RAPIDS open-source software enables end-to-end data science and analytics pipelines to run entirely on GPUs. Key to RAPIDS is cuDF, a pandas-like Python data frame library with a high-performance CUDA C++ implementation. cuDF and RAPIDS enable large speedups for end-to-end data science using GPUs.
Modern data science demands interactive exploration and analysis of very large volumes of data. Data scientists rely on Python for solving problems of all scales, but the biggest workloads today run up against the limits of CPU performance and scalability. The massive parallelism, high memory bandwidth and high-speed interconnect of the latest GPUs provide a solution.

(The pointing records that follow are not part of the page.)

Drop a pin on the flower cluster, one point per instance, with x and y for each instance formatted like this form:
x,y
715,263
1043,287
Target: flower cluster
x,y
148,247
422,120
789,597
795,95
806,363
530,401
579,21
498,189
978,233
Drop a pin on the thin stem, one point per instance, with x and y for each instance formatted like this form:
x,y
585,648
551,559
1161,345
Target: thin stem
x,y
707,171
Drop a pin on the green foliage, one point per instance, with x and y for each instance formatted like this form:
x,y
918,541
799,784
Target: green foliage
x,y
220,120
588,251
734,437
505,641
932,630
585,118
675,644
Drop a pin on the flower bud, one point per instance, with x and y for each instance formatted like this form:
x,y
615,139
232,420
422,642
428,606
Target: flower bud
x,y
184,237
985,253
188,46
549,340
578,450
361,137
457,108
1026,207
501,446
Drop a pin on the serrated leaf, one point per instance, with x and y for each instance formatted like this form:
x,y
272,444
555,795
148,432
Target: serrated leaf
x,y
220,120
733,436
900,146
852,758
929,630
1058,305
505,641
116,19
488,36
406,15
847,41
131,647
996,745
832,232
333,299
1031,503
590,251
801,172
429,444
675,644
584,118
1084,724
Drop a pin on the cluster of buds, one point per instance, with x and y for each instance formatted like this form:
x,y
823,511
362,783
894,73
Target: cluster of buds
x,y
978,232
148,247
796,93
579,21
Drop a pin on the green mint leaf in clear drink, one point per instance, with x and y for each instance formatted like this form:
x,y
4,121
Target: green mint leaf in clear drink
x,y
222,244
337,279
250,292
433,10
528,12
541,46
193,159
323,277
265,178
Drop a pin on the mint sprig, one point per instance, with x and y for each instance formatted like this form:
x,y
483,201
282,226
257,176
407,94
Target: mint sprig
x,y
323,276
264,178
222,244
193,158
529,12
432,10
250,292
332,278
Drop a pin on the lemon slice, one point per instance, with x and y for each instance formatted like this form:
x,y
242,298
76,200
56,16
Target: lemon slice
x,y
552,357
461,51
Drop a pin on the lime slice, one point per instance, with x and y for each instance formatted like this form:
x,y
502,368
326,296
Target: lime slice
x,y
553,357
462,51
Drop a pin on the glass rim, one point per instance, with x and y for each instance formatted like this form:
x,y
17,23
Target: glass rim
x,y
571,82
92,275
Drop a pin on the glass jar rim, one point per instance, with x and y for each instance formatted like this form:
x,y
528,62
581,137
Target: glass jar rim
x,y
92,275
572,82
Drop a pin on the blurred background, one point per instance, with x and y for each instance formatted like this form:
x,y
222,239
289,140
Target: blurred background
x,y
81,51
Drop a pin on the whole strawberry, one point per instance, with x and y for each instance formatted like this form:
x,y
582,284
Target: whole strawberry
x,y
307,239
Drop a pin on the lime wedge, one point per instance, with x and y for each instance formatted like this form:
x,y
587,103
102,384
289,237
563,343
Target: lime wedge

RAPIDS is a suite of open-source software libraries that enables end-to-end data science and analytics pipelines to run entirely on GPUs, providing end-to-end speedups of 50x or more. cuDF is a DataFrame manipulation library based on Apache Arrow, a columnar in-memory data format. cuDF provides a familiar pandas-like Python API to accelerate loading, filtering, and manipulation of data for model training data preparation.
cuDF accelerates data preparation workloads by keeping datasets in GPU memory and applying high-performance data-parallel CUDA C++ algorithms for everything from file parsing (CSV, Parquet, ORC, etc), decompression and loading, to selection, sorting, joining, grouping, and aggregation. Combined with the RAPIDS cuML machine learning library and the cuGraph GRAPH analytics library, data scientists can achieve impressive end-to-end speedups and perform interactive ETL and training on very large data sets.
In this talk I will provide an overview of RAPIDS with a focus on the features, functionality and software architecture of cuDF. I’ll share some performance results along with details of how cuDF combines Python and Apache Arrow with Numba, CUDA, and Dask to achieve high performance and scalability on massive workloads.
Watch 'cuDF: RAPIDS GPU-Accelerated Dataframe Library' on PyCon AU's YouTube account
Mark is a Principal System Software Engineer working on RAPIDS. Mark has twenty years of experience developing software for GPUs, ranging from graphics and games, to physically-based simulation, to parallel algorithms and high-performance computing. While a Ph.D. student at The University of North Carolina he recognized a nascent trend and coined a name for it: GPGPU (General-Purpose computing on Graphics Processing Units), and started GPGPU.org to provide a forum for those working in the field to share and discuss their work. Mark lives with his family in the MacKellar range in northern New South Wales.